Does he have to “sell” the project to constituents, given its potential to cause some dislocation?
“I guess you’re referring to whether or not relocation will have to occur. My answer to that is that should come as no fear to anybody there, because there is a methodology and a process in place for that.
“If at the end of the day, it will redound to the benefit of those persons who are being relocated, then what is their objection?
“The Prime Minister rightly put it that their grandchildren and their offspring will not forgive them if they allow this opportunity to pass. It is not immediate, but if it happens it will be done in accordance with strict parameters of relocation.”
Scotland said he had interacted with constituents since last week’s launch of the revitalisation plan: “A few, and there is an excitement about. There is enthusiasm.”
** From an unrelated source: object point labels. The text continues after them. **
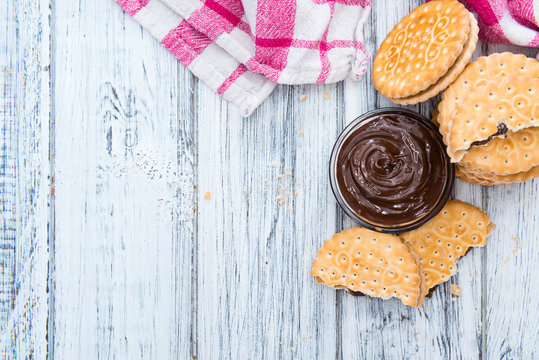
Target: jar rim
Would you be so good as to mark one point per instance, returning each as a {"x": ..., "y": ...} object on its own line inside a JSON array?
[{"x": 348, "y": 131}]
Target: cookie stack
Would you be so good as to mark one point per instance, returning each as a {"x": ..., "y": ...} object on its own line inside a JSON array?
[
  {"x": 489, "y": 120},
  {"x": 407, "y": 266},
  {"x": 425, "y": 52}
]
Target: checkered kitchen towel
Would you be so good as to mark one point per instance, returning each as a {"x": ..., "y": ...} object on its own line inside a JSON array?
[
  {"x": 507, "y": 21},
  {"x": 242, "y": 48}
]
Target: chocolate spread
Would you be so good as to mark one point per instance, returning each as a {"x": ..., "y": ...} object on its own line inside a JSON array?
[{"x": 392, "y": 170}]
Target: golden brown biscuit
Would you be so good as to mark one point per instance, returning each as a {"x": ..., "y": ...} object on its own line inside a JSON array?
[
  {"x": 477, "y": 73},
  {"x": 507, "y": 101},
  {"x": 489, "y": 179},
  {"x": 421, "y": 48},
  {"x": 453, "y": 72},
  {"x": 443, "y": 240},
  {"x": 517, "y": 152},
  {"x": 375, "y": 264}
]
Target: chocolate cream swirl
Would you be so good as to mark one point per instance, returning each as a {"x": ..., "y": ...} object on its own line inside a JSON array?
[{"x": 392, "y": 170}]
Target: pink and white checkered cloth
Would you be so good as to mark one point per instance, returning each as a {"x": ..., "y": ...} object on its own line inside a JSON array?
[
  {"x": 242, "y": 48},
  {"x": 507, "y": 21}
]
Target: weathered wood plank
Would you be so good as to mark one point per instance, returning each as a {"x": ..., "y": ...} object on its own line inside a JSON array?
[
  {"x": 263, "y": 225},
  {"x": 510, "y": 263},
  {"x": 24, "y": 177},
  {"x": 125, "y": 170}
]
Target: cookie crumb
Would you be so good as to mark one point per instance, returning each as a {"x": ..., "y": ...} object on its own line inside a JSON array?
[{"x": 456, "y": 290}]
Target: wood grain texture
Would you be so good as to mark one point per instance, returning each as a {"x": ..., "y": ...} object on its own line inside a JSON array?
[
  {"x": 510, "y": 263},
  {"x": 24, "y": 178},
  {"x": 124, "y": 190},
  {"x": 180, "y": 229}
]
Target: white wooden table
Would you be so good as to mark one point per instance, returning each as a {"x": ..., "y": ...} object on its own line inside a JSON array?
[{"x": 109, "y": 249}]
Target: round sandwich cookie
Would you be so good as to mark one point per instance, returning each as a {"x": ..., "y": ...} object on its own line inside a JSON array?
[{"x": 425, "y": 52}]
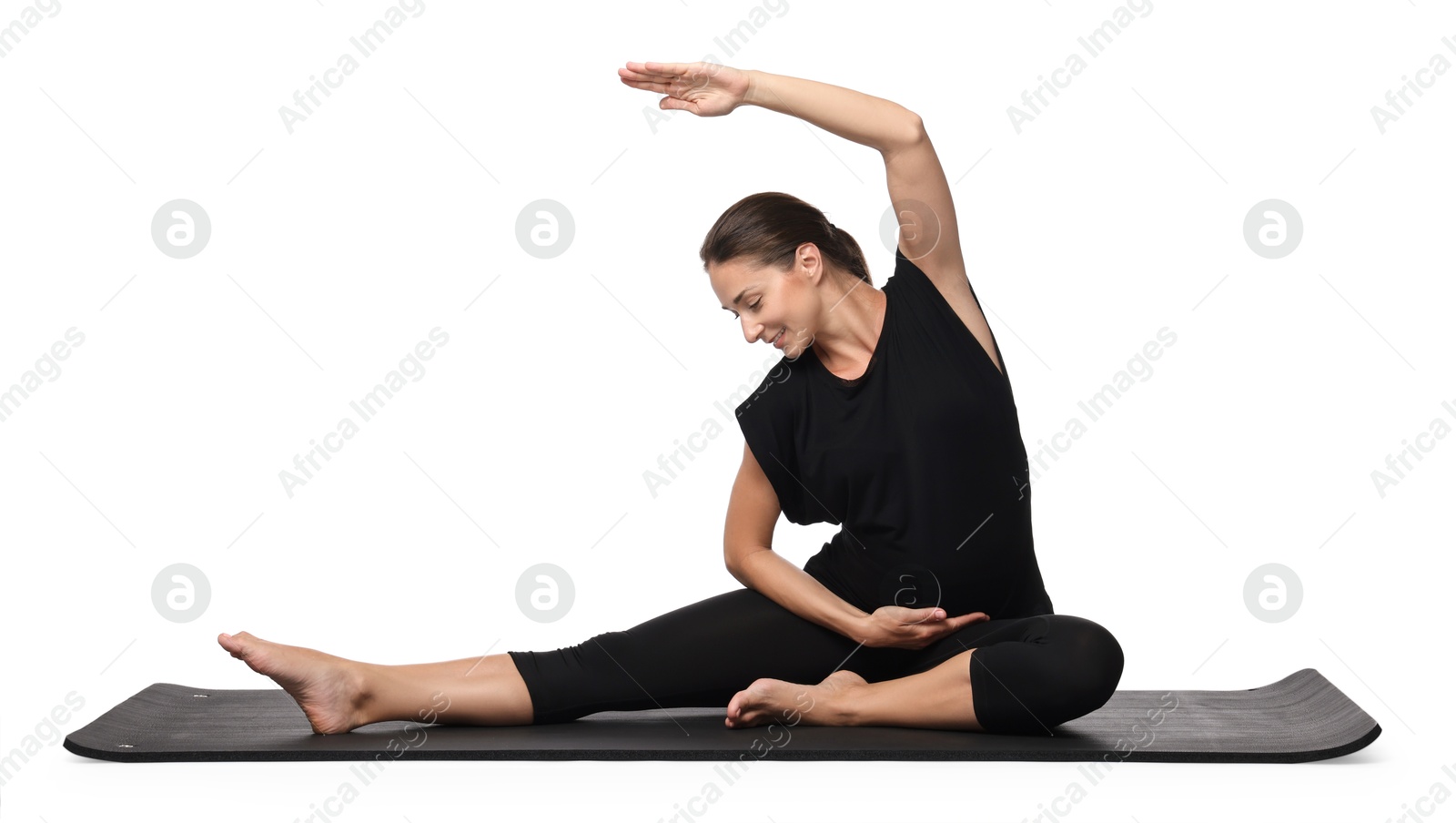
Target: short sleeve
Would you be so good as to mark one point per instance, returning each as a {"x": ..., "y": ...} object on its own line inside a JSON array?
[{"x": 768, "y": 422}]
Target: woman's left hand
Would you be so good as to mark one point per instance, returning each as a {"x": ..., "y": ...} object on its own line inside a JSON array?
[{"x": 705, "y": 89}]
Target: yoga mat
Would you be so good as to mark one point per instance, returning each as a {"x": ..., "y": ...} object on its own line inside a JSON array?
[{"x": 1302, "y": 717}]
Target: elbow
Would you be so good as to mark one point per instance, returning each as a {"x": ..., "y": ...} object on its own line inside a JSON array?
[
  {"x": 734, "y": 561},
  {"x": 910, "y": 131}
]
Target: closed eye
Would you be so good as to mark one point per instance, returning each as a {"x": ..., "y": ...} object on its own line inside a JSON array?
[{"x": 754, "y": 306}]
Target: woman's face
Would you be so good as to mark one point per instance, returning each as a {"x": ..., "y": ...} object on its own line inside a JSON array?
[{"x": 772, "y": 306}]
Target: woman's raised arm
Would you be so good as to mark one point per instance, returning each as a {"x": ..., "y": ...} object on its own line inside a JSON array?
[{"x": 710, "y": 89}]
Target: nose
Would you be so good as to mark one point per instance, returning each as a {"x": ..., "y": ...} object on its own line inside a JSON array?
[{"x": 752, "y": 331}]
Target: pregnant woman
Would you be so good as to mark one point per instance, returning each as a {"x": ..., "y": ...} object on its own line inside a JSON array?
[{"x": 892, "y": 415}]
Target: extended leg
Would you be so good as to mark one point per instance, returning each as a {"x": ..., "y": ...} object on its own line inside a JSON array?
[{"x": 339, "y": 694}]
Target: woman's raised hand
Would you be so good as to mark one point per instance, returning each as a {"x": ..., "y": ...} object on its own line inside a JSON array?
[
  {"x": 705, "y": 89},
  {"x": 897, "y": 626}
]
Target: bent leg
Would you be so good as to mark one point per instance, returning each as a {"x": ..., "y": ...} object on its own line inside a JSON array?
[
  {"x": 699, "y": 655},
  {"x": 1030, "y": 675}
]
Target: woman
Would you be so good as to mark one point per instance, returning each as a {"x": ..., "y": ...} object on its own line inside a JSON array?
[{"x": 890, "y": 414}]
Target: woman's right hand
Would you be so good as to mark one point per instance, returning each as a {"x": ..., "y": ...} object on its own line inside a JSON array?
[
  {"x": 897, "y": 626},
  {"x": 706, "y": 89}
]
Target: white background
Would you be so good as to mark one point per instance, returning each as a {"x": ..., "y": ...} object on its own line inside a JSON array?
[{"x": 1117, "y": 211}]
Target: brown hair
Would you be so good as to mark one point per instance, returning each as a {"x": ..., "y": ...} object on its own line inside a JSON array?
[{"x": 768, "y": 228}]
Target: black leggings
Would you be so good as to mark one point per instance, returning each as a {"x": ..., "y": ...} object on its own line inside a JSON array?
[{"x": 1026, "y": 674}]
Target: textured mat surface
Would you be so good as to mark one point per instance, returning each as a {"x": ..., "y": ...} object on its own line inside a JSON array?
[{"x": 1302, "y": 717}]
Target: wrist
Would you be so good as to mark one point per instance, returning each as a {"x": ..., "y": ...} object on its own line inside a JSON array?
[
  {"x": 854, "y": 626},
  {"x": 752, "y": 95}
]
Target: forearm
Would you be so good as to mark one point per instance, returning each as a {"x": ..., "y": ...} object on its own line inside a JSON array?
[
  {"x": 776, "y": 579},
  {"x": 854, "y": 116}
]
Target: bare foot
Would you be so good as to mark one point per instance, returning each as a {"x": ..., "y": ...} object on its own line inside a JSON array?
[
  {"x": 329, "y": 689},
  {"x": 778, "y": 701}
]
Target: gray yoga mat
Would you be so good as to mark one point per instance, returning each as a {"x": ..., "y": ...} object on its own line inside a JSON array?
[{"x": 1302, "y": 717}]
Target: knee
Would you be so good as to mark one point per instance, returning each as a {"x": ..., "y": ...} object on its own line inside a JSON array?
[{"x": 1097, "y": 663}]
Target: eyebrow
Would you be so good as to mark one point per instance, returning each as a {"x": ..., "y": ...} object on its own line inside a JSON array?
[{"x": 737, "y": 299}]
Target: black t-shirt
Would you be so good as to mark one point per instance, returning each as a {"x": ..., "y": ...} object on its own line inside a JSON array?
[{"x": 919, "y": 462}]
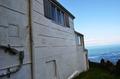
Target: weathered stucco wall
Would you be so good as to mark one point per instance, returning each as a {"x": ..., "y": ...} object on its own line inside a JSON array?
[
  {"x": 55, "y": 53},
  {"x": 14, "y": 31},
  {"x": 53, "y": 42}
]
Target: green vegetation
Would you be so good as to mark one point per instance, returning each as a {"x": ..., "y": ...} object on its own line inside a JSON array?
[{"x": 96, "y": 71}]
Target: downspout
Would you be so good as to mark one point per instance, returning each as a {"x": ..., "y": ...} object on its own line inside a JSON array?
[{"x": 30, "y": 35}]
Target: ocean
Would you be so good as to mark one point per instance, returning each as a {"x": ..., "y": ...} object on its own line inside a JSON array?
[{"x": 107, "y": 52}]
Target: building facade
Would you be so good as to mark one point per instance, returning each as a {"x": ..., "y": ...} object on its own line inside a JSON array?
[{"x": 44, "y": 31}]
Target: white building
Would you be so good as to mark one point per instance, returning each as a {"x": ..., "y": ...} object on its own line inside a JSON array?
[{"x": 44, "y": 30}]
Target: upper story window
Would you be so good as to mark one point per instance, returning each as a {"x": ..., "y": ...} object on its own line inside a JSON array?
[
  {"x": 79, "y": 40},
  {"x": 55, "y": 13}
]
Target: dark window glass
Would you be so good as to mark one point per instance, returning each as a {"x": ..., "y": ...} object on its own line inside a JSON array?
[
  {"x": 53, "y": 13},
  {"x": 62, "y": 18},
  {"x": 47, "y": 8},
  {"x": 58, "y": 16}
]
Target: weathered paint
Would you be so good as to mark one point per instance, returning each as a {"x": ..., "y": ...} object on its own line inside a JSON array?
[{"x": 50, "y": 49}]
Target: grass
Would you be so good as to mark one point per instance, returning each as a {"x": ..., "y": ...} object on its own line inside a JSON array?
[{"x": 97, "y": 72}]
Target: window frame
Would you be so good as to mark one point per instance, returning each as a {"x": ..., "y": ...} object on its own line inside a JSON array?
[{"x": 57, "y": 17}]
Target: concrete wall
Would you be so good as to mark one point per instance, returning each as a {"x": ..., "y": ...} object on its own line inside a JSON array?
[
  {"x": 53, "y": 42},
  {"x": 14, "y": 30},
  {"x": 55, "y": 53}
]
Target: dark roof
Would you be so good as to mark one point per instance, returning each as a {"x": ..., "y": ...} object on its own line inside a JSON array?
[{"x": 58, "y": 4}]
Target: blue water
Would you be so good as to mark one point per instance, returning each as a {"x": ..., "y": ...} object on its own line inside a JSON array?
[{"x": 108, "y": 52}]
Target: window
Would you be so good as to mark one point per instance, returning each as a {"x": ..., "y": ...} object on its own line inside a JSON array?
[
  {"x": 53, "y": 13},
  {"x": 47, "y": 9},
  {"x": 79, "y": 40},
  {"x": 66, "y": 20},
  {"x": 62, "y": 18},
  {"x": 56, "y": 14}
]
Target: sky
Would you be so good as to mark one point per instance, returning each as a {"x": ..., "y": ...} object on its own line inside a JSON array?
[{"x": 98, "y": 20}]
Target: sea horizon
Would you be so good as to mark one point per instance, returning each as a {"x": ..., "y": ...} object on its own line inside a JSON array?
[{"x": 109, "y": 52}]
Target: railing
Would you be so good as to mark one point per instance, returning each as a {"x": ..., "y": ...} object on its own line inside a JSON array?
[{"x": 13, "y": 52}]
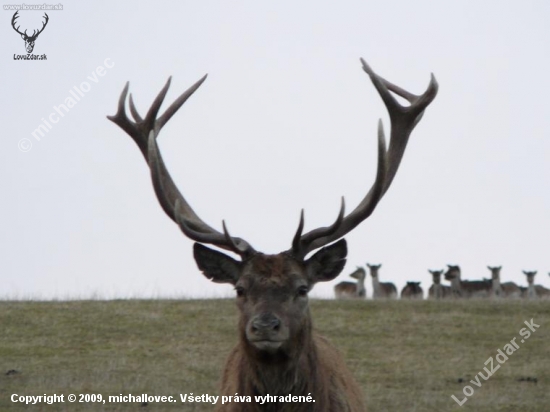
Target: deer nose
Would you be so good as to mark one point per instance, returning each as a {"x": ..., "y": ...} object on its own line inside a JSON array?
[{"x": 266, "y": 322}]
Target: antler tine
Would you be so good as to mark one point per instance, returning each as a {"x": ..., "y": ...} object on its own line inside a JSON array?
[
  {"x": 43, "y": 25},
  {"x": 174, "y": 204},
  {"x": 139, "y": 129},
  {"x": 133, "y": 110},
  {"x": 298, "y": 243},
  {"x": 15, "y": 17},
  {"x": 403, "y": 120}
]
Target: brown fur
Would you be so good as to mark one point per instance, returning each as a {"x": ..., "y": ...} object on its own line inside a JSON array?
[
  {"x": 437, "y": 290},
  {"x": 503, "y": 290},
  {"x": 381, "y": 290},
  {"x": 351, "y": 290},
  {"x": 466, "y": 288},
  {"x": 412, "y": 290},
  {"x": 278, "y": 353}
]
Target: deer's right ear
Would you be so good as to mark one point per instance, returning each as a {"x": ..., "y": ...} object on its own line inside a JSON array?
[{"x": 215, "y": 265}]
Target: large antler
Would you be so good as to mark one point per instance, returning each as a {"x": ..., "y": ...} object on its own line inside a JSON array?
[
  {"x": 403, "y": 120},
  {"x": 144, "y": 132},
  {"x": 34, "y": 34}
]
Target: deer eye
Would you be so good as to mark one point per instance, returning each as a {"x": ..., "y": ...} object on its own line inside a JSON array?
[{"x": 302, "y": 291}]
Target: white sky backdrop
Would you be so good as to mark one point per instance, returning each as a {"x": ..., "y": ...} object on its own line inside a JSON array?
[{"x": 286, "y": 120}]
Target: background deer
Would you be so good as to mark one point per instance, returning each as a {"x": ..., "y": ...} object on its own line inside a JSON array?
[
  {"x": 381, "y": 290},
  {"x": 352, "y": 289},
  {"x": 278, "y": 353},
  {"x": 535, "y": 291},
  {"x": 412, "y": 290},
  {"x": 437, "y": 290},
  {"x": 504, "y": 290},
  {"x": 467, "y": 289}
]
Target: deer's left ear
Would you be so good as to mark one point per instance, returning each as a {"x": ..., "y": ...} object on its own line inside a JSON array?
[{"x": 328, "y": 262}]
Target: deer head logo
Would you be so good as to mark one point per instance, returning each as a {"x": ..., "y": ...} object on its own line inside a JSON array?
[{"x": 29, "y": 40}]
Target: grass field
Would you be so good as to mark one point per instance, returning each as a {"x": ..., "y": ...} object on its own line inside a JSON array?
[{"x": 407, "y": 356}]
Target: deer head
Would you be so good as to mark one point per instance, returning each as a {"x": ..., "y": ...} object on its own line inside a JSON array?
[
  {"x": 495, "y": 272},
  {"x": 453, "y": 272},
  {"x": 272, "y": 290},
  {"x": 29, "y": 40},
  {"x": 530, "y": 276},
  {"x": 436, "y": 276},
  {"x": 374, "y": 270}
]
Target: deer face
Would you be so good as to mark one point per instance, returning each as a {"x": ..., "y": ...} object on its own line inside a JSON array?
[
  {"x": 495, "y": 272},
  {"x": 530, "y": 276},
  {"x": 272, "y": 292},
  {"x": 29, "y": 40},
  {"x": 436, "y": 276},
  {"x": 452, "y": 273},
  {"x": 374, "y": 270}
]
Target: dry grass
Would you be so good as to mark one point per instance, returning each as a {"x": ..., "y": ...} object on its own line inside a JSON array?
[{"x": 408, "y": 356}]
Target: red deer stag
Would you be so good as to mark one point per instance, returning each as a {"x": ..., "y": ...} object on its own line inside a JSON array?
[
  {"x": 29, "y": 40},
  {"x": 352, "y": 290},
  {"x": 437, "y": 290},
  {"x": 412, "y": 290},
  {"x": 278, "y": 353},
  {"x": 467, "y": 288},
  {"x": 503, "y": 290},
  {"x": 381, "y": 290}
]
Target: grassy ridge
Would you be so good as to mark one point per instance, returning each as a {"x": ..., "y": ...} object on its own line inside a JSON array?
[{"x": 407, "y": 356}]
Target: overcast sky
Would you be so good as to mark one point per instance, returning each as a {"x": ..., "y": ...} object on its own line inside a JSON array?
[{"x": 286, "y": 120}]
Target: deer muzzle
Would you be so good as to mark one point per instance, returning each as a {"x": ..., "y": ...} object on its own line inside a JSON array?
[{"x": 266, "y": 332}]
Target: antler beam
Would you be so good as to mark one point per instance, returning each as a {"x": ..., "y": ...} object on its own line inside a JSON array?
[{"x": 403, "y": 120}]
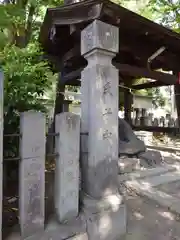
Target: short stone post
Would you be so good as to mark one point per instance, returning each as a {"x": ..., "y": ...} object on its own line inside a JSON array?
[
  {"x": 99, "y": 88},
  {"x": 1, "y": 145},
  {"x": 137, "y": 117},
  {"x": 32, "y": 173},
  {"x": 67, "y": 144}
]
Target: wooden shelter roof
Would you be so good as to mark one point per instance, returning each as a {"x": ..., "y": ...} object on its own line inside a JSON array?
[{"x": 139, "y": 37}]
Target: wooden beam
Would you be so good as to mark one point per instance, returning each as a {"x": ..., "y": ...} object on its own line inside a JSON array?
[
  {"x": 143, "y": 72},
  {"x": 156, "y": 129},
  {"x": 149, "y": 85}
]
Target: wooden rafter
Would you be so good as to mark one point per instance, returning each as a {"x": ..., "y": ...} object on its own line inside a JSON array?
[{"x": 143, "y": 72}]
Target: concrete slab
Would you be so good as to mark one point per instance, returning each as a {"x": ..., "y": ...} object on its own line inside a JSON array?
[{"x": 146, "y": 173}]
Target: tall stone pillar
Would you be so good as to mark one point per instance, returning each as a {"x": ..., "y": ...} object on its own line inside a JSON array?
[
  {"x": 99, "y": 127},
  {"x": 99, "y": 44}
]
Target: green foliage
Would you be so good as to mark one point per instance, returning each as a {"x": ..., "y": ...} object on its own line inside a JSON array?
[
  {"x": 26, "y": 80},
  {"x": 27, "y": 76}
]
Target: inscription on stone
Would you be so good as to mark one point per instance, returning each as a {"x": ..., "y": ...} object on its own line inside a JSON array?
[
  {"x": 67, "y": 166},
  {"x": 107, "y": 89},
  {"x": 32, "y": 169},
  {"x": 107, "y": 111},
  {"x": 107, "y": 134}
]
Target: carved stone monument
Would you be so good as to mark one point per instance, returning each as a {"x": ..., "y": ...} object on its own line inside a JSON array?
[
  {"x": 67, "y": 166},
  {"x": 32, "y": 173},
  {"x": 99, "y": 87}
]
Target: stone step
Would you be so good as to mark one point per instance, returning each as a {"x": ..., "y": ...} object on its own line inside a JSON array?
[
  {"x": 146, "y": 173},
  {"x": 128, "y": 165},
  {"x": 163, "y": 178}
]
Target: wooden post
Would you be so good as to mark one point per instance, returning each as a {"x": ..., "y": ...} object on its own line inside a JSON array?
[{"x": 32, "y": 173}]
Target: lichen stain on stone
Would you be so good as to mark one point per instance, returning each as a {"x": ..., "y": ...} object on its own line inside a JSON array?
[{"x": 71, "y": 121}]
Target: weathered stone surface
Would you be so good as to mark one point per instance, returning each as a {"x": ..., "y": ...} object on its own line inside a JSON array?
[
  {"x": 152, "y": 158},
  {"x": 66, "y": 193},
  {"x": 32, "y": 173},
  {"x": 1, "y": 143},
  {"x": 127, "y": 165},
  {"x": 100, "y": 110},
  {"x": 129, "y": 144},
  {"x": 106, "y": 223}
]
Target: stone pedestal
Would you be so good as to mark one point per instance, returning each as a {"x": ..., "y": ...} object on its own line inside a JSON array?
[
  {"x": 66, "y": 194},
  {"x": 99, "y": 130}
]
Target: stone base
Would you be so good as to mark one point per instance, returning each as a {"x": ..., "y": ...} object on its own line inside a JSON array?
[{"x": 106, "y": 219}]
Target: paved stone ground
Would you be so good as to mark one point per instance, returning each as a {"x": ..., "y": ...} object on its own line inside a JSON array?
[{"x": 147, "y": 221}]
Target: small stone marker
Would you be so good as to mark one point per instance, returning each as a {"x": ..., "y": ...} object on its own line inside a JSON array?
[
  {"x": 67, "y": 166},
  {"x": 1, "y": 144},
  {"x": 32, "y": 173}
]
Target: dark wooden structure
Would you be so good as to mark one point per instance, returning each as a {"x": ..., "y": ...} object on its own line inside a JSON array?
[{"x": 139, "y": 38}]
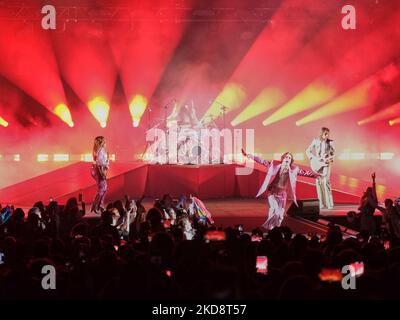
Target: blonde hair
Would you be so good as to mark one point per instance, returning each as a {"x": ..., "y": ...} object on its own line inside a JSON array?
[
  {"x": 285, "y": 154},
  {"x": 98, "y": 143}
]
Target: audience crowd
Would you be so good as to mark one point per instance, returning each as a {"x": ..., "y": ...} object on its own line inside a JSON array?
[{"x": 173, "y": 251}]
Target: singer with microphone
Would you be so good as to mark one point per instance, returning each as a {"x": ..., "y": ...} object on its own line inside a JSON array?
[{"x": 321, "y": 152}]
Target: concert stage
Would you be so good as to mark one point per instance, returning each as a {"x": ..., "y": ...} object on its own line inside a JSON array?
[{"x": 138, "y": 179}]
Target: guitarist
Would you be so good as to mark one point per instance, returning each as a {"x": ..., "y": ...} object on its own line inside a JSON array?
[{"x": 321, "y": 152}]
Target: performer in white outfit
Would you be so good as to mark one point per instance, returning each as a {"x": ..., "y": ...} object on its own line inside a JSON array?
[
  {"x": 99, "y": 170},
  {"x": 280, "y": 181},
  {"x": 321, "y": 153}
]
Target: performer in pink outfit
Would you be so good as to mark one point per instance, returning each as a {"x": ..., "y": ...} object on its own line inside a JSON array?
[{"x": 280, "y": 183}]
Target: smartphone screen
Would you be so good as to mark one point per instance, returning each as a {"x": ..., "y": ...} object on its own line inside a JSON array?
[
  {"x": 386, "y": 244},
  {"x": 330, "y": 275},
  {"x": 262, "y": 264},
  {"x": 357, "y": 269},
  {"x": 215, "y": 236}
]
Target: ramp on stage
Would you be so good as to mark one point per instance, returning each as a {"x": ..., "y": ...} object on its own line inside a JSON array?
[{"x": 138, "y": 178}]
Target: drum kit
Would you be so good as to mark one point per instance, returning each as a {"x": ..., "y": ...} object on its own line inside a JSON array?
[{"x": 190, "y": 149}]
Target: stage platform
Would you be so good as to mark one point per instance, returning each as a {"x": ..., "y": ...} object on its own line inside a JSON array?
[
  {"x": 251, "y": 213},
  {"x": 139, "y": 179}
]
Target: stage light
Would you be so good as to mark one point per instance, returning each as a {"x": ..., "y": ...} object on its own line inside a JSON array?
[
  {"x": 62, "y": 111},
  {"x": 231, "y": 97},
  {"x": 386, "y": 156},
  {"x": 3, "y": 122},
  {"x": 354, "y": 98},
  {"x": 42, "y": 157},
  {"x": 353, "y": 183},
  {"x": 394, "y": 121},
  {"x": 386, "y": 113},
  {"x": 268, "y": 99},
  {"x": 87, "y": 157},
  {"x": 137, "y": 106},
  {"x": 60, "y": 157},
  {"x": 277, "y": 156},
  {"x": 313, "y": 95},
  {"x": 299, "y": 156},
  {"x": 100, "y": 110}
]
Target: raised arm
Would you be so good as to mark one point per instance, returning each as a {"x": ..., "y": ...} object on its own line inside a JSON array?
[
  {"x": 308, "y": 173},
  {"x": 256, "y": 159}
]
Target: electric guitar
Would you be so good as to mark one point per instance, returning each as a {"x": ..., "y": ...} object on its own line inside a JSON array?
[{"x": 317, "y": 163}]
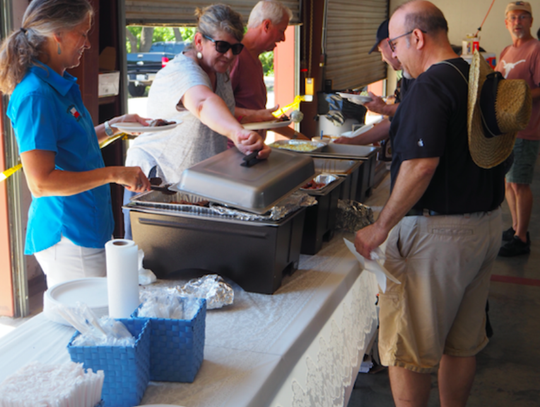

In the past there was resistance to similar proposals, such as the Basdeo Panday government’s plan for condos in Laventille and a yacht marina at Sea Lots.
Scotland replied, “We are hoping not to have any resistance. Well, you can’t stop resistance but we are hoping to go forward with our plan for the city.”
The benefits of the plan will be explained at events such as community meetings, “In keeping of course with the covid restrictions, we do intend to have reach-outs, because we must advise the folks who live in the area.”
There has been a newspaper report of of one woman saying she will not move from the area, but Scotland said, “I have not seen it. When I see that I will look at it.”
Offering his final thoughts, he said, “We look forward to an exciting time and an exciting prospect for Port of Spain South.”
Last Friday in the House of Representatives, in reply to Opposition queries, the Prime Minister said there was no need for any anxiety over the relocation. The first phase of the Piccadilly Regeneration Project will be built without any need to displace anyone, he said, and then the units built there will accommodate 13 households moved from the second phase as its development begins.